Die Polizei hat in diesem Bereich der Roonstraße im Jahr 2010 am 19 Tagen und 2011 am 7 Tagen zur unterschiedlichen Zeiten (von 8:00 Uhr bis 22:00 Uhr) das Geschwindigkeitsverhalten der Verkehrsteilnehmer überprüft.

 

 

3.              Ergibt sich aus der Auswertung der Verkehrsauslastung eine ungewöhnlich hohe Nutzung der Roonstraße durch Lkw, die sich nicht mit  der Versorgung der dort gelegenen Einkaufsmöglichkeiten erklären lässt?

 

              Der Fachbereich Tiefbau und Verkehr hat im diesem Bereich der Roonstraße bereits mehrere Verkehrsdatenerhebung (letzte im 2009) durchgeführt. Die Ergebnisse haben gezeigt, dass weder die Verkehrsmenge noch die Zusammensetzung als problematisch zu sehen war.

 

 

4.              Wo liegen die Lärm-Grenzwerte für die Anwohner und werden diese bereits überschritten? Gibt es für den o.g. Bereich Lärmminderungspläne und ergeben sich zwingende Maßnahmen für die nahe Zukunft?

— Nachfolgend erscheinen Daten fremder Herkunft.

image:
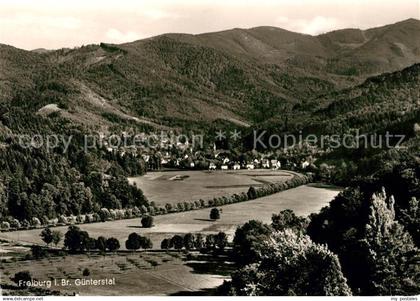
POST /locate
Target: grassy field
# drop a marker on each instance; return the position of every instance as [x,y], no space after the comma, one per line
[134,273]
[175,186]
[302,200]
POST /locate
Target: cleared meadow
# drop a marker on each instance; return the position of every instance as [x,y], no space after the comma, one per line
[302,200]
[177,186]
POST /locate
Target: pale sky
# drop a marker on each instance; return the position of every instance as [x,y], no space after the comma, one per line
[55,24]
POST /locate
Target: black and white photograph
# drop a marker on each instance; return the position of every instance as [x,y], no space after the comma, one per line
[181,148]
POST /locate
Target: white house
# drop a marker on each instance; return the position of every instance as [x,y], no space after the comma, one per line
[305,164]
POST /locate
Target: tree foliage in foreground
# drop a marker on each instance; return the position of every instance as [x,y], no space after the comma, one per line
[290,264]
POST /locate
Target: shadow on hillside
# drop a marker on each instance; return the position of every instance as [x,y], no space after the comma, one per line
[204,220]
[213,265]
[202,292]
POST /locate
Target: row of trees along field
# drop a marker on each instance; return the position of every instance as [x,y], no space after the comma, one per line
[126,201]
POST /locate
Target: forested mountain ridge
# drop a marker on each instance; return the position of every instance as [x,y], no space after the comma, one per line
[244,76]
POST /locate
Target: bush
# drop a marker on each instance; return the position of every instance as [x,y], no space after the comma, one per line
[112,244]
[147,221]
[5,226]
[214,214]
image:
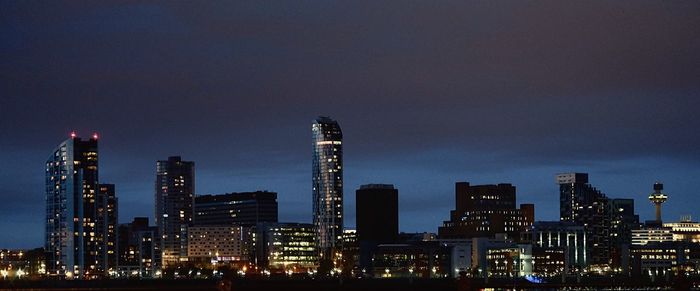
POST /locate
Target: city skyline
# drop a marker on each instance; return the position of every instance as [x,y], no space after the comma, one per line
[640,207]
[428,95]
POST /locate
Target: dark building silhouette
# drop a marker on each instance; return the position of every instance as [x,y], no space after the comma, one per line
[377,218]
[244,209]
[76,220]
[108,214]
[327,183]
[174,195]
[138,248]
[585,205]
[485,210]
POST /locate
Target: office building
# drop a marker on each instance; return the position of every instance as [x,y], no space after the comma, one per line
[75,234]
[685,230]
[285,247]
[174,201]
[566,235]
[327,183]
[244,209]
[514,260]
[108,213]
[585,205]
[429,259]
[486,210]
[651,234]
[216,243]
[377,216]
[138,248]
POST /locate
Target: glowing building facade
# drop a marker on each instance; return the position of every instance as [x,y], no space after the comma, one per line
[327,183]
[76,232]
[174,200]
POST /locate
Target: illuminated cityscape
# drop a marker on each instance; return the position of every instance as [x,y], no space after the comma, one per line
[381,145]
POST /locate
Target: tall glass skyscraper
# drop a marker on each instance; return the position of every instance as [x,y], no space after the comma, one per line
[327,183]
[583,204]
[76,223]
[174,204]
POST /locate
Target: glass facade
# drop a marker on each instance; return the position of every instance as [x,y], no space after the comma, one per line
[174,207]
[76,234]
[327,183]
[585,205]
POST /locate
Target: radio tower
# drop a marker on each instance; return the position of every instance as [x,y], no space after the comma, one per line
[658,198]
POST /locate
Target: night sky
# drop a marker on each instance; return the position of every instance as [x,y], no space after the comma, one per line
[427,94]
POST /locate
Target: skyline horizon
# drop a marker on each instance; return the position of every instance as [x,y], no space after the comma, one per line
[75,134]
[427,94]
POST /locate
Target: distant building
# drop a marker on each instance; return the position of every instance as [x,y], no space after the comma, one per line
[23,263]
[174,197]
[428,259]
[244,209]
[350,250]
[486,210]
[509,261]
[568,236]
[549,261]
[284,247]
[662,260]
[583,204]
[651,234]
[327,183]
[109,212]
[76,223]
[460,255]
[138,249]
[216,243]
[377,215]
[685,230]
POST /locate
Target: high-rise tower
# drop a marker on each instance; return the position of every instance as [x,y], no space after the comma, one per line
[174,203]
[75,242]
[583,204]
[327,183]
[658,198]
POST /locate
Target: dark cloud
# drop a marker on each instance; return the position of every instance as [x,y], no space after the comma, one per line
[427,94]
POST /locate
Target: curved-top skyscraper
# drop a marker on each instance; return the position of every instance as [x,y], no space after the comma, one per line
[327,183]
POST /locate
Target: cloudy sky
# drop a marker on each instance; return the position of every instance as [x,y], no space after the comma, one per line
[427,93]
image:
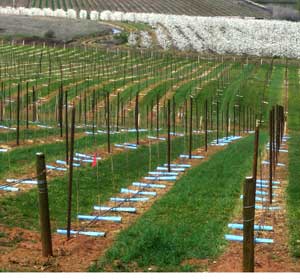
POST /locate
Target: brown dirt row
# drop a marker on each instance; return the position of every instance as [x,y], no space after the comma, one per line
[23,249]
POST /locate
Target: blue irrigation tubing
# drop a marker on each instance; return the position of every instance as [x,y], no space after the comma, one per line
[179,165]
[256,198]
[160,173]
[116,199]
[239,238]
[115,209]
[22,181]
[95,234]
[172,169]
[49,167]
[267,181]
[145,193]
[61,162]
[264,193]
[193,156]
[116,219]
[256,227]
[161,178]
[9,188]
[271,208]
[148,185]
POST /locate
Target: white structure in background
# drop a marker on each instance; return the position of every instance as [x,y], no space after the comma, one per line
[216,34]
[83,14]
[48,12]
[162,38]
[94,15]
[146,39]
[71,14]
[133,39]
[60,13]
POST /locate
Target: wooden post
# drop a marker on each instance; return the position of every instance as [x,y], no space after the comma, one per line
[185,117]
[33,104]
[217,122]
[256,145]
[169,136]
[174,116]
[118,110]
[206,115]
[70,184]
[157,116]
[270,156]
[18,115]
[137,118]
[93,111]
[108,122]
[43,205]
[151,116]
[227,121]
[191,128]
[67,127]
[27,104]
[234,120]
[60,111]
[248,224]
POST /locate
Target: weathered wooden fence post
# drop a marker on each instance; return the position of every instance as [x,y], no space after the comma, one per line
[70,182]
[206,116]
[169,136]
[248,224]
[43,205]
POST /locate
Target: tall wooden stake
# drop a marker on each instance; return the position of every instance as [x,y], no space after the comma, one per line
[248,224]
[169,136]
[191,128]
[18,115]
[206,116]
[43,205]
[70,184]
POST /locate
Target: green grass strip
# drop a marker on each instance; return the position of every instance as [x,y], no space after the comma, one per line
[293,190]
[113,174]
[190,220]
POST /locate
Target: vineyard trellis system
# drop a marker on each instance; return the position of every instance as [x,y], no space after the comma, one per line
[108,117]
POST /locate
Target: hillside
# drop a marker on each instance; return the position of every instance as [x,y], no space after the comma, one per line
[188,7]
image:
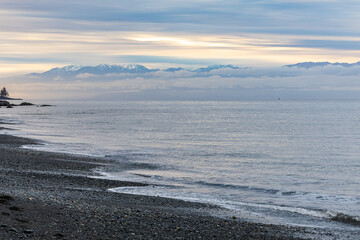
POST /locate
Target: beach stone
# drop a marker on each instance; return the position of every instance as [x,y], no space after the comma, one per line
[26,104]
[28,231]
[13,230]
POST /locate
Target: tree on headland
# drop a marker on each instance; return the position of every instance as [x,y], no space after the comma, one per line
[4,93]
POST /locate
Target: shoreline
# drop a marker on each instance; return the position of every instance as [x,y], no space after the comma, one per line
[52,195]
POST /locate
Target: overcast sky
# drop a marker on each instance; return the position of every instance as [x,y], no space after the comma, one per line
[38,35]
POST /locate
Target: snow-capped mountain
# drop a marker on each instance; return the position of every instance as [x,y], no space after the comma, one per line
[103,69]
[308,65]
[215,67]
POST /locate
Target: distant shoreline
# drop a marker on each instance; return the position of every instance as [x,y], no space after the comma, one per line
[6,98]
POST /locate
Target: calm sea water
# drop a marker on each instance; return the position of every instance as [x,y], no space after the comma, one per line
[295,162]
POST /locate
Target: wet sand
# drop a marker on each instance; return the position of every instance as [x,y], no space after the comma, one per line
[53,196]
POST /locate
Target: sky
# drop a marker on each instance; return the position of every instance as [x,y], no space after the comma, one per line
[36,36]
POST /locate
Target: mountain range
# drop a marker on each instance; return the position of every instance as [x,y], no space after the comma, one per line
[308,65]
[103,69]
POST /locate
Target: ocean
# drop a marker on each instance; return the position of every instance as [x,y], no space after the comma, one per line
[280,162]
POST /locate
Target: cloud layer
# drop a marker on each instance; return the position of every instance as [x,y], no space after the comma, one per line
[43,34]
[224,82]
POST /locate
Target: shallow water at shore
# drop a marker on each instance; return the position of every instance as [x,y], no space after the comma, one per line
[274,161]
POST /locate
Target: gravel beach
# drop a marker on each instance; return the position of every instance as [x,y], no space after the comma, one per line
[53,196]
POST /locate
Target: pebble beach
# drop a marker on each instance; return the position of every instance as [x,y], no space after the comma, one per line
[47,195]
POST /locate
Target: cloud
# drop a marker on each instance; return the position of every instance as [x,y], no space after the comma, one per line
[220,82]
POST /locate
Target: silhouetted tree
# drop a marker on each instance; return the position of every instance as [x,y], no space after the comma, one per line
[4,92]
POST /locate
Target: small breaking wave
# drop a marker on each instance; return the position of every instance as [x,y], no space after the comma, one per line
[344,218]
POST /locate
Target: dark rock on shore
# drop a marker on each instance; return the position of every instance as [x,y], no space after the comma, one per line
[53,196]
[4,103]
[26,104]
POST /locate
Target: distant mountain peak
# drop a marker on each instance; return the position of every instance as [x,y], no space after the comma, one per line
[103,69]
[308,65]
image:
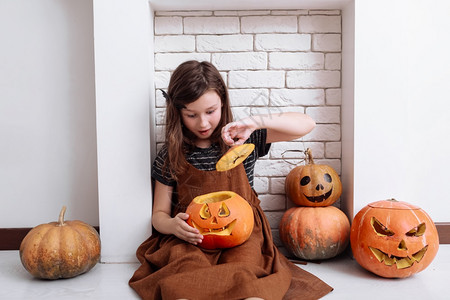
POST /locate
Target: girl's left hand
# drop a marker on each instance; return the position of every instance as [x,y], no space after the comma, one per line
[236,133]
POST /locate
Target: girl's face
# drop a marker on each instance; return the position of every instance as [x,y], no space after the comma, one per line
[202,116]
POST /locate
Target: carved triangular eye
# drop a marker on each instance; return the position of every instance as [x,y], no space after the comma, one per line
[380,229]
[223,211]
[204,212]
[417,231]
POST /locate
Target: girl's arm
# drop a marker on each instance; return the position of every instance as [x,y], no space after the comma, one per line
[164,223]
[284,126]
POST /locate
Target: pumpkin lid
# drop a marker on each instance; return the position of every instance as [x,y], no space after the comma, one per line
[234,157]
[393,204]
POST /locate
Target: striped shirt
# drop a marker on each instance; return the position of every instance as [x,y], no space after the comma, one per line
[205,159]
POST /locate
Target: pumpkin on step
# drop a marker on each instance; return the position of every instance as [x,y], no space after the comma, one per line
[62,249]
[393,239]
[224,219]
[313,184]
[314,233]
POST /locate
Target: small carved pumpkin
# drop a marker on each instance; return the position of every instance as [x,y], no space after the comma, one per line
[393,239]
[62,249]
[224,219]
[234,157]
[314,233]
[313,184]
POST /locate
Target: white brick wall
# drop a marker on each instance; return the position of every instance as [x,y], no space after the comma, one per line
[281,60]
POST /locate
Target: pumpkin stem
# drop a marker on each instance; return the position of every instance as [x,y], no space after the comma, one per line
[308,157]
[61,216]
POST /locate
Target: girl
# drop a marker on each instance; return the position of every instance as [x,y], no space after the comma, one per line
[199,130]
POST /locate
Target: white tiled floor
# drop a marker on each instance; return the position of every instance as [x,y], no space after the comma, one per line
[110,281]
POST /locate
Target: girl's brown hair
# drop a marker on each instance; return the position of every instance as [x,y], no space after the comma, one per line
[190,81]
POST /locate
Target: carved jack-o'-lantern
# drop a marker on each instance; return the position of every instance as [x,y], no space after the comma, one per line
[393,239]
[313,184]
[224,219]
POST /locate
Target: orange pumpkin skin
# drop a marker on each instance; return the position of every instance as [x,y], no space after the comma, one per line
[315,233]
[62,249]
[313,184]
[393,239]
[224,219]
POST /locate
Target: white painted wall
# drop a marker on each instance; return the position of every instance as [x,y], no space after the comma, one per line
[47,112]
[123,51]
[401,106]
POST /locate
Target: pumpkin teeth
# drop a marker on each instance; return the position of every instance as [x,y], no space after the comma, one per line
[226,230]
[399,261]
[320,198]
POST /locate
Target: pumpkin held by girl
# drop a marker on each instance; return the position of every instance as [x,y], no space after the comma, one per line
[224,219]
[393,239]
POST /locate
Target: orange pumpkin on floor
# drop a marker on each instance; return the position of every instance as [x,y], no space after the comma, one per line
[62,249]
[314,233]
[393,239]
[313,184]
[224,219]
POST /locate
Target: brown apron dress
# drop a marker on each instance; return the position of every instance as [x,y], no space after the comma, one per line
[174,269]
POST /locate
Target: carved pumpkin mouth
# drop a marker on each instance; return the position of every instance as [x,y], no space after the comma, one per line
[226,230]
[319,198]
[399,261]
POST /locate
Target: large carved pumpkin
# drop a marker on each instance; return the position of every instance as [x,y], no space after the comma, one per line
[62,249]
[224,219]
[313,184]
[393,239]
[315,233]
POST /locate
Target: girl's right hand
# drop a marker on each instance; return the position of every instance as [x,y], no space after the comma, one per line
[184,231]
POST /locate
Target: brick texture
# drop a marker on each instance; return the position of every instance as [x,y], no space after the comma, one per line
[272,61]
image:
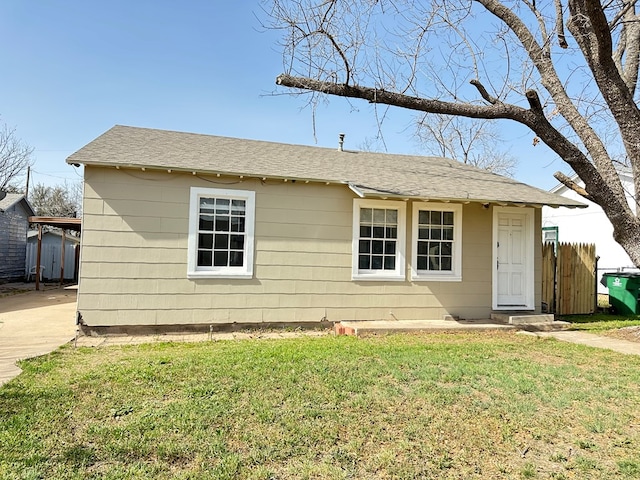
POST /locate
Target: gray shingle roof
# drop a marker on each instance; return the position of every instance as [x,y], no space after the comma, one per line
[11,199]
[369,174]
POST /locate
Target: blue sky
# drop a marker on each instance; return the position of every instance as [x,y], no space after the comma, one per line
[70,70]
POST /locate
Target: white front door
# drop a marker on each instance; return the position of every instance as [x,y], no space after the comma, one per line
[513,258]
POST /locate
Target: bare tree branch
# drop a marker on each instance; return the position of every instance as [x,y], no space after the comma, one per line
[570,184]
[15,157]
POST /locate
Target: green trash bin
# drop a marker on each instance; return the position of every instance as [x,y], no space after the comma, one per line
[624,290]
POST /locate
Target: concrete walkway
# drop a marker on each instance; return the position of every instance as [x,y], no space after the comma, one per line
[33,324]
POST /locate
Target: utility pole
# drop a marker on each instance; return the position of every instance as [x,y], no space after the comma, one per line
[26,190]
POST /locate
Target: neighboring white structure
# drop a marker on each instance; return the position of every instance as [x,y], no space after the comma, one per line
[51,255]
[589,225]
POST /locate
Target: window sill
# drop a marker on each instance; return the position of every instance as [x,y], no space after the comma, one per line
[378,278]
[221,275]
[436,278]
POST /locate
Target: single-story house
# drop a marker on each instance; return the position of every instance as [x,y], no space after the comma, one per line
[183,230]
[590,225]
[51,255]
[15,211]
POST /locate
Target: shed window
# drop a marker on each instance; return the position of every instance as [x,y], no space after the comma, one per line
[221,233]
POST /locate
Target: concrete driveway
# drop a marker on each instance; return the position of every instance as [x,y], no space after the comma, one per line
[33,324]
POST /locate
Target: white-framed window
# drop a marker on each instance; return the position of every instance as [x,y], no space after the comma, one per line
[436,242]
[378,240]
[221,233]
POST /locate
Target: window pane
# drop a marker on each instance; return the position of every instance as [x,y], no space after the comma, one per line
[222,224]
[392,216]
[204,258]
[205,240]
[237,224]
[206,204]
[222,206]
[390,248]
[389,262]
[447,233]
[220,259]
[221,242]
[447,218]
[391,232]
[237,207]
[236,259]
[378,215]
[206,222]
[237,242]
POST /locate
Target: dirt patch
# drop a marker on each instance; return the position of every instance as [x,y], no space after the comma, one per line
[631,334]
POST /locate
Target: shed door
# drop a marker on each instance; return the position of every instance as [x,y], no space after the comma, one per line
[513,259]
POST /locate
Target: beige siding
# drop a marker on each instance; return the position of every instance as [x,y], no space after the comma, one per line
[134,258]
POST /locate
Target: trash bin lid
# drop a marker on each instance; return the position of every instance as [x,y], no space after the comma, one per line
[603,280]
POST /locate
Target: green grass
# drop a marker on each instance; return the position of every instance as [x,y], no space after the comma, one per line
[439,406]
[601,322]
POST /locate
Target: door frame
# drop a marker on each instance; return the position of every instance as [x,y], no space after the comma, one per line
[528,247]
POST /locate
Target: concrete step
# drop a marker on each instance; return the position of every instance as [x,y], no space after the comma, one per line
[554,326]
[522,318]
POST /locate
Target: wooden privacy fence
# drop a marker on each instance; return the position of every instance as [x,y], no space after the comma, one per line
[569,278]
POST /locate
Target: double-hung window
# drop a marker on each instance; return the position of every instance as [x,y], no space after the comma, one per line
[221,226]
[378,240]
[436,242]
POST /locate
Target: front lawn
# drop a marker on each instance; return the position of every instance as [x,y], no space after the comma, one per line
[601,322]
[437,406]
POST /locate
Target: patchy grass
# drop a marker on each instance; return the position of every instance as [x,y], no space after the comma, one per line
[601,322]
[438,406]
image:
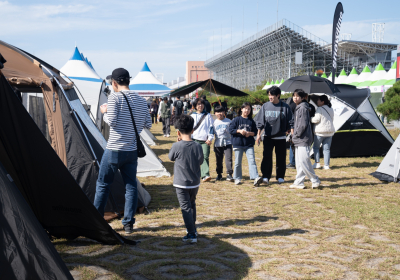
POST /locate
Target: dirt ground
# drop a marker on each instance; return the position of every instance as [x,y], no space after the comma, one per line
[349,229]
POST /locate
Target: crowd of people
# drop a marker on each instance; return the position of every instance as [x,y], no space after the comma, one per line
[275,124]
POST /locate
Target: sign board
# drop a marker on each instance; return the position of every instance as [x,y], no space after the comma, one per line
[299,58]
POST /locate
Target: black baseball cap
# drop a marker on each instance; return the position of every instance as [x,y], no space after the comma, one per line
[119,75]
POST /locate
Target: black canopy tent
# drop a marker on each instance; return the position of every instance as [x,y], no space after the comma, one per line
[210,85]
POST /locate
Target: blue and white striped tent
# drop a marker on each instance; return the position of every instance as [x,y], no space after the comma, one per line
[80,70]
[146,84]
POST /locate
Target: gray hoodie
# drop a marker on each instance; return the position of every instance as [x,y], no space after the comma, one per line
[302,136]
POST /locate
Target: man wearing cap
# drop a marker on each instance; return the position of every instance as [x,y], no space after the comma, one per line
[121,151]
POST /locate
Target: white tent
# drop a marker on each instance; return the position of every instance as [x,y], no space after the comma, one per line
[87,81]
[352,77]
[146,84]
[389,169]
[342,78]
[363,78]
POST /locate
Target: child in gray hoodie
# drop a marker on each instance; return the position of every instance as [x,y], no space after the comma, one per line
[302,140]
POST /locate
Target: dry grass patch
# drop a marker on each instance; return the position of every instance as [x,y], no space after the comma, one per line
[347,230]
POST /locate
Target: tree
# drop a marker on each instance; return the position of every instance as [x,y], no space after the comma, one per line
[391,107]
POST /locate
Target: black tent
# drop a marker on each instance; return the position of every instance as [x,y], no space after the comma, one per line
[210,85]
[54,196]
[26,251]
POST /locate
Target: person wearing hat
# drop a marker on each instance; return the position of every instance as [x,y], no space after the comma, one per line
[121,151]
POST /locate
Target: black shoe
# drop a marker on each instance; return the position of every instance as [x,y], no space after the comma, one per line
[128,229]
[290,166]
[229,178]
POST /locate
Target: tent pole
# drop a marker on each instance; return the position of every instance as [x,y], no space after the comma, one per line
[83,131]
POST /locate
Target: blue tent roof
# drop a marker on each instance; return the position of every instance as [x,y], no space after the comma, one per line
[77,55]
[145,68]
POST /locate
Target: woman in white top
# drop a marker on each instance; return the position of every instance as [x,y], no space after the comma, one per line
[203,134]
[324,130]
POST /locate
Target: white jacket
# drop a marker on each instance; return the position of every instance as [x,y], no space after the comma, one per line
[324,121]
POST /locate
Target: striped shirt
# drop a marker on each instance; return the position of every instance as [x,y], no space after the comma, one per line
[122,133]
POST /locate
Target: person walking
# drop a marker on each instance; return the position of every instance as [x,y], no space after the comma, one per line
[177,108]
[203,134]
[207,105]
[222,144]
[324,130]
[274,118]
[188,157]
[165,116]
[121,150]
[243,128]
[302,139]
[153,111]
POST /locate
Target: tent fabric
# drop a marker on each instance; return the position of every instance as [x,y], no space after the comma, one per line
[146,84]
[210,85]
[389,169]
[26,251]
[52,193]
[19,65]
[80,71]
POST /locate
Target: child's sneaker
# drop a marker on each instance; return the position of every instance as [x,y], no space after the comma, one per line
[257,181]
[229,178]
[191,238]
[316,165]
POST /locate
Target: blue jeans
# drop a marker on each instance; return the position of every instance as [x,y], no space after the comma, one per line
[126,162]
[237,172]
[292,158]
[326,145]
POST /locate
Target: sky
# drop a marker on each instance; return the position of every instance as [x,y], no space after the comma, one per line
[167,33]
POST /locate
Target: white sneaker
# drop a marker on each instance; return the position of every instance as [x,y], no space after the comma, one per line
[257,181]
[294,186]
[316,185]
[317,165]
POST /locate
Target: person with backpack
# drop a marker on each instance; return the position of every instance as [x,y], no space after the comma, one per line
[243,128]
[324,130]
[165,115]
[123,144]
[302,139]
[274,118]
[177,108]
[203,134]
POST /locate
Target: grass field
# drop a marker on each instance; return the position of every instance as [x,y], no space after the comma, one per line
[349,229]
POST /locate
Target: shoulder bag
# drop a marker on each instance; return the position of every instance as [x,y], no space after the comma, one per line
[140,148]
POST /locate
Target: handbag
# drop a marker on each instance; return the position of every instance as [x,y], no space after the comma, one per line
[140,147]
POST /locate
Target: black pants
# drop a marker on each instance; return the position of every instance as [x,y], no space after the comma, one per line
[219,155]
[153,118]
[280,152]
[166,128]
[187,201]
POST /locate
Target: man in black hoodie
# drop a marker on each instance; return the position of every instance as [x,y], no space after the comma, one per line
[274,118]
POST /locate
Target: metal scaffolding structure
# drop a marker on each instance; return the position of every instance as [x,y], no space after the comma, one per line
[269,55]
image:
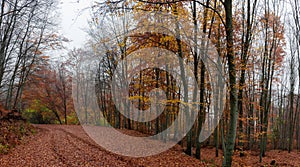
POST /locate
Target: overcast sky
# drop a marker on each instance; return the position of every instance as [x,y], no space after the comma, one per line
[73,20]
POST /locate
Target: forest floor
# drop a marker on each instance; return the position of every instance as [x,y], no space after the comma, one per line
[56,145]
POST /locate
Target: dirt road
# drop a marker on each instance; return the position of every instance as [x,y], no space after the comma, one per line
[55,145]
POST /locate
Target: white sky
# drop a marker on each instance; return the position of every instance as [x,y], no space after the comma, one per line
[73,20]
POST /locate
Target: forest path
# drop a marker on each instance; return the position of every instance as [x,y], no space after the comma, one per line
[69,145]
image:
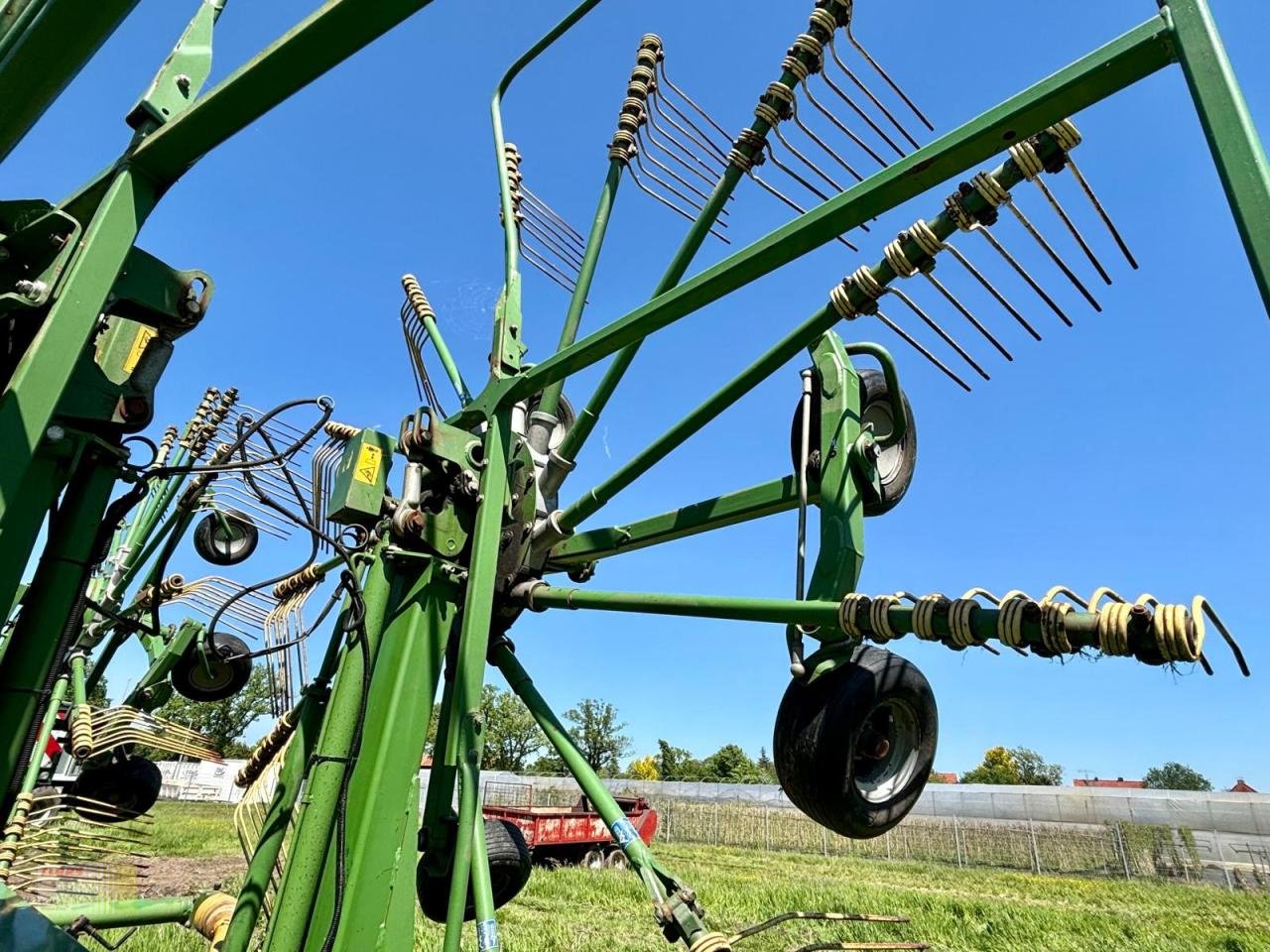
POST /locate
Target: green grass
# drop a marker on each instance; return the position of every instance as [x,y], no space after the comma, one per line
[956,910]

Welche Kosten würden sich für zwingende / wünschenswerte Lärmschutzmaßnahmen ergeben?

              

              Im gesamten Bereich der Roonstraße wurden weder Messungen noch Berechnungen zur Ermittlung der Lärmbelastung durchgeführt. Die Roonstraße ist eine bestehende Hauptverkehrsstraße im relevanten Straßennetz der Stadt Herne und wäre damit im Sinne der Lärmsanierung zu beurteilen.

Gesetzlich festgelegte Grenzwerte existieren hier nicht. Berechnungen oder Messungen zur Beurteilung der vorh. Lärmsituation wären freiwillige Maßnahmen der Stadt Herne, die auf Grund der angespannten Haushaltslage nicht finanziert werden können.

Das gleiche gilt analog für Maßnahmen zur Minderung der Verkehrslärmbelastung, aktiver (Wände, Wälle etc.) oder passiver (Austausch der Fenster) Art.

             

              Im Rahmen der Umsetzung der EU-Umgebungslärmrichtlinie ist die Stadt Herne in der II. Umsetzungsstufe verpflichtet, eine Lärmkartierung für das gesamte Stadtgebiet zu erarbeiten. Die Verwaltung plant mit diesem Projekt Anfang des Jahres 2012 zur beginnen.

              Mit einer Ergebnisdarstellung ist nicht vor Mitte des Jahres 2013 zu rechnen. Die Ergebnisse erzeugen keinen Rechtanspruch auf Umsetzung von Maßnahmen.